I'm a python beginner and I've come across this problem and I'm not sure how I'd go about tackling it.
If I have the following sequence/strings:
GATCCG
GTACGC
How to I count the frequency each letter occurs at each position. ie) G occurs at position one twice in the two sequences, A occurs at position 1 zero times etc.
Any help would be appreciated, thank you!

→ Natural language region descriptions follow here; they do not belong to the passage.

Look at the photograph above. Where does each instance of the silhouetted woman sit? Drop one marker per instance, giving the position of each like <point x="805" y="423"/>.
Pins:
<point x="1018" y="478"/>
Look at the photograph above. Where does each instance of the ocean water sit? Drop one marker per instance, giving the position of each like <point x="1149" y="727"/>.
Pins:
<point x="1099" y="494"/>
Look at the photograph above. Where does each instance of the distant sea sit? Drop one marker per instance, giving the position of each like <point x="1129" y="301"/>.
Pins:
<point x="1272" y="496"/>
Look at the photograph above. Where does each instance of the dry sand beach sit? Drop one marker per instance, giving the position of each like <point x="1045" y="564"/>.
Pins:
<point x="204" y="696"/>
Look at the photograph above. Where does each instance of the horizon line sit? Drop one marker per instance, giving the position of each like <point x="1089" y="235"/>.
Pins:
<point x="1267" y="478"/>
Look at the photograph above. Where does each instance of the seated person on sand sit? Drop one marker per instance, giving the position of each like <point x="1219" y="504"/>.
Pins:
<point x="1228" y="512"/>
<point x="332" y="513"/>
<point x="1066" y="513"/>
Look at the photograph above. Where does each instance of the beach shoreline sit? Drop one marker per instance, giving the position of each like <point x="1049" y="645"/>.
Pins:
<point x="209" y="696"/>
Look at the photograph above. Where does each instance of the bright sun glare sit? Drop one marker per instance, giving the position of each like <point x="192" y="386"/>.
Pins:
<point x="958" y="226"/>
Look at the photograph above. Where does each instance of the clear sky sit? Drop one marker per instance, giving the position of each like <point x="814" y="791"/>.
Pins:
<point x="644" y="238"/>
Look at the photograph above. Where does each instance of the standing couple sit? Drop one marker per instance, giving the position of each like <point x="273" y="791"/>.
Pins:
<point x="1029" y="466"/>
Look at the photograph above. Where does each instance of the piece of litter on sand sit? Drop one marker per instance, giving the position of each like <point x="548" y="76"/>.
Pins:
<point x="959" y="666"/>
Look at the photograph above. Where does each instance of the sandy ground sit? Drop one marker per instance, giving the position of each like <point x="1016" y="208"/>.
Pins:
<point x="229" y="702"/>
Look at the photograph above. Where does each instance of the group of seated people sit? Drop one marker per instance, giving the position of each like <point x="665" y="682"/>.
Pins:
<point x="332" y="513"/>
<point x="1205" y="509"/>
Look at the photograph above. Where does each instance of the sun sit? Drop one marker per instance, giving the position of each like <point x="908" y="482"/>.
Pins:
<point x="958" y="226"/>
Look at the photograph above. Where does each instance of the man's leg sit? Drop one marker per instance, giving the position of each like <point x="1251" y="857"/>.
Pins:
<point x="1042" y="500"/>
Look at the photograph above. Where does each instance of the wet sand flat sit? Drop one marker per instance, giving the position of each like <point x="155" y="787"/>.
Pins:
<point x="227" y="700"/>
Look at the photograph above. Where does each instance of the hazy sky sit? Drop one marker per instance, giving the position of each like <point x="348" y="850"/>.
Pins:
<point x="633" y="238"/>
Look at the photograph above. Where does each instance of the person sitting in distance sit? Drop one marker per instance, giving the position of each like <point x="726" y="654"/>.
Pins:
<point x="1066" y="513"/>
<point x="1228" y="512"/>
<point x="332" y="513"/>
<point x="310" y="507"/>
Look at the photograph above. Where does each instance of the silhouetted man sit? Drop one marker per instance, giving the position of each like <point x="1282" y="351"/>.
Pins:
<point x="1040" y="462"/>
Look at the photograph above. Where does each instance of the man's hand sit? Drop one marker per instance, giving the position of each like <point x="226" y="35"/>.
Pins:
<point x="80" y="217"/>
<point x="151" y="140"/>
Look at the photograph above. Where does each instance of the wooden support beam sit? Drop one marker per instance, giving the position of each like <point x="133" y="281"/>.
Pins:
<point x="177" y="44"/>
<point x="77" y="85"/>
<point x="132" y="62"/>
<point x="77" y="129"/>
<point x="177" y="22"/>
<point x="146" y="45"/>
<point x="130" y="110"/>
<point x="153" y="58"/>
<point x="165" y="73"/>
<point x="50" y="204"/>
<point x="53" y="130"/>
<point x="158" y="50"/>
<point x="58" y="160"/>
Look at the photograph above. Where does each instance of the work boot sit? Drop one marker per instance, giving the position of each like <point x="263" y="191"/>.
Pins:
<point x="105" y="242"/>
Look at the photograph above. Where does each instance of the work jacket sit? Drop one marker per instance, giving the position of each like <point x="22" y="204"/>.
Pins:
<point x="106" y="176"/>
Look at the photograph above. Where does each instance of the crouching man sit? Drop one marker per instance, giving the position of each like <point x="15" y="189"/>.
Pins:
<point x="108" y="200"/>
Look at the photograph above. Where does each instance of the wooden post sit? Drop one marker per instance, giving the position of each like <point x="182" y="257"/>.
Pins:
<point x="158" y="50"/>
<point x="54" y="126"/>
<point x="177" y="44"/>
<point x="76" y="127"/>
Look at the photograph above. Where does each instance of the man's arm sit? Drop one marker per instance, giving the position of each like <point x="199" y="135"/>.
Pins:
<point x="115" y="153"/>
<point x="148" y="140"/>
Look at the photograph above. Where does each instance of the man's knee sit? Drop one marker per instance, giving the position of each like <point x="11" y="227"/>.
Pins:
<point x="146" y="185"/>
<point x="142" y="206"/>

You can use a combination of defaultdict
and enumerate
like so:
from collections import defaultdict
sequences = ['GATCCG', 'GTACGC']
d = defaultdict(lambda: defaultdict(int)) # d[char][position] = count
for seq in sequences:
for i, char in enumerate(seq): # enum('abc'): [(0,'a'),(1,'b'),(2,'c')]
d[char][i] += 1
d['C'][3] # 2
d['C'][4] # 1
d['C'][5] # 1
This builds a nested defaultdict
that takes the character as first and the position as second key and provides the count of occurrences of said character in said position.
If you want lists of position-counts:
max_len = max(map(len, sequences))
d = defaultdict(lambda: [0]*max_len) # d[char] = [pos0, pos12, ...]
for seq in sequences:
for i, char in enumerate(seq):
d[char][i] += 1
d['G'] # [2, 0, 0, 0, 1, 1]